As things stand, aero-sports are for the rich. The equipment used varies from sport to sport. For instance, while a parasail comes with a price tag of Rs 50,000 to Rs 100,000, a skydiving parachute can set you back by Rs 7-8 lakh, and a microlight aircraft by Rs 1-2 crore.

Unlike conventional games like, say football, where the price of a ball is a few hundred rupees and the game can be played in one’s backyard, aero-sport activities are largely restricted to those in the armed forces, those who have retired from the armed forces, those who have deep pockets and those who have been abroad, experienced aero sports and want to continue doing so in India.

What are the challenges that those entering aero-sports face?

There are two aspects to entering aero-sports; first, pursuing aero-sports purely for hobby/recreational purposes within the country, which can be done by anyone with appropriate training offered by clubs and associations, or even with basic self-training in a few sports. Second, to engage in competitive, professional aero-sports and participate in international competitions.

The challenges faced can be broadly divided into three categories:

a.

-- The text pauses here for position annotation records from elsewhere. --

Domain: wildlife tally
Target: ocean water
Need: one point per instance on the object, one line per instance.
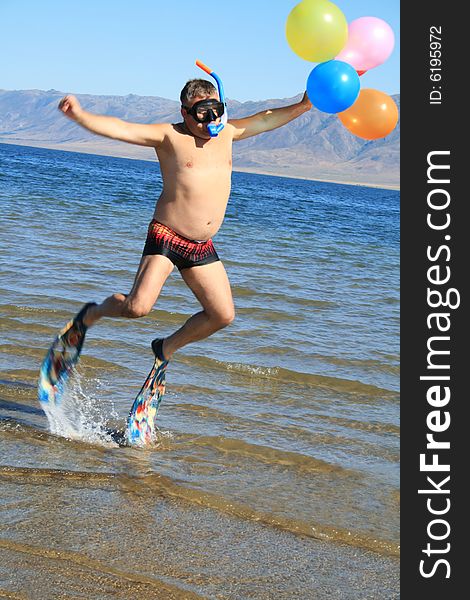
(276, 474)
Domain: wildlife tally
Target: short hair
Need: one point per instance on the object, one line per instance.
(195, 88)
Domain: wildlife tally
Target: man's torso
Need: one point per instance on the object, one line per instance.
(196, 182)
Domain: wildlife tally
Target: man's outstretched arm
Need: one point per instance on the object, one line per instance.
(268, 119)
(112, 127)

Lack of equipment: Many items of aero-sports equipment are restricted or prohibited for import by the government or the process to import them is cumbersome, time consuming and expensive because of various costs as well as taxes (import duties and GST). Just to begin participating in some aerosports is therefore difficult and subsequently procuring high-quality equipment of international standard for competitions becomes a very complicated and expensive affair.

b. Issues faced by sportspersons wanting to travel abroad to participate in international events: Since most aero-sports are competitive in nature, participants travel around the world to take part in competitions. The process of taking equipment out and bringing it back into the country is complex. There are huge challenges involving planning, documentation, fees and processes. Unlike their foreign counterparts, even before s/he starts, an Indian sportsperson has to obtain security clearance for him/herself and the equipment.

c. Foreign nationals visiting India require security clearance from the Ministry of Home Affairs. The process is labyrinthine and can take several months for a one-time visit. Besides, they are required to pass a medical, which is a time-consuming process, and renew it regularly. In comparison, the US, Europe, Australia and New Zealand have relatively simple medical requirements.

What are some of the other challenges at the policy level?

Aero-sports are risky and are practised worldwide with the same mantra: “Safety First”. If they are not practised with discipline, there will be accidents, which have been known to happen in India due to the lack of an aero-sports policy or regulation.

The regulatory oversight provided by the Directorate General of Civil Aviation (DGCA) expects air-sports to comply with the same rules as a Boeing 777.

Education and training: While some aero-sports, such as drone flying, do not require much training, others come with their own levels of education and training before one can begin playing the sport.

Affordability: The dependence on imported equipment and the difficulty and costs involved in acquiring it is a huge hurdle hindering the growth of aero-sports in India. There is huge potential for these sports to not only grow in India but also attract aero-sports enthusiasts from around the world.